A Ramón no lo echaron de otras agrupaciones por falta de compromiso. A Ramón lo echaron porque **nunca dudó de su propio ritmo**. Porque cuando uno está convencido de que marca bien, no entiende por qué tiene que adaptarse al resto. Y en grupos donde hay demasiadas cabezas fuertes, alguien así termina siendo un problema.
Ramón toca la caja, pero en realidad lo que hace es **marcar territorio**. Cada golpe suyo es una afirmación. Cada entrada, una declaración de intenciones. Cree que si la caja no está clara, todo se desarma. Y esa creencia lo ha acompañado siempre, para bien y para mal.
Dentro de Los CHIPIJAPI, Ramón se encarga de sostener el pulso. Es el que intenta que la música no se deshaga del todo cuando los egos musicales empiezan a tirar cada uno para su lado. Tiene el cuerpo metido en el ritmo, quizá más que el oído. Porque Ramón oye regular, aunque no le guste reconocerlo. Y esa pequeña sordera ha sido gasolina para más de una discusión.

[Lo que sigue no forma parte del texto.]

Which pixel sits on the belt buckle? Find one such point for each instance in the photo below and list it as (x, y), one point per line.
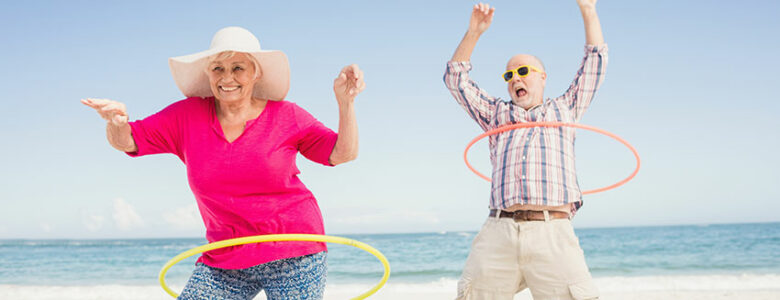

Ha tenido aciertos evidentes. Ensayos en los que, gracias a su caja firme, el grupo ha encontrado un punto común. Momentos en los que una copla, que parecía desordenada, se ha asentado porque Ramón no ha dejado de marcar. En esos momentos, su ego se refuerza. Piensa que, si no fuera por él, aquello sería un caos absoluto.
Pero también ha provocado auténticos desastres. Entradas cruzadas, tempos imposibles, golpes fuera de sitio que han obligado a parar una y otra vez. Discusiones interminables con Alfredo, donde ninguno cede, cada uno convencido de que el otro va mal. Ensayos que han terminado con caras largas y la sensación de no haber avanzado nada.
Ramón no se ve chapucero. Se ve **constante**. Cree que el problema no es el ritmo, sino que los demás no saben seguirlo. Y en parte tiene razón… y en parte no. Porque Los CHIPIJAPI no son una agrupación ordenada, sino una suma de egos que rara vez miran en la misma dirección.
Pertenece al grupo del mar porque funciona como una marea constante. Golpe tras golpe, aunque nadie escuche. Aunque nadie siga. Él sigue marcando. Porque para Ramón, parar es perder.
Y aun así, cuando llega el día de la cabalgata y todo suena como suena, Ramón sonríe. Porque sabe que, dentro del caos, **su caja ha estado ahí**. Puede que nadie lo reconozca en voz alta, pero él lo siente. Y con eso le basta para seguir, año tras año, en una agrupación que cree que lo está haciendo de maravilla… aunque desde fuera se vea otra cosa.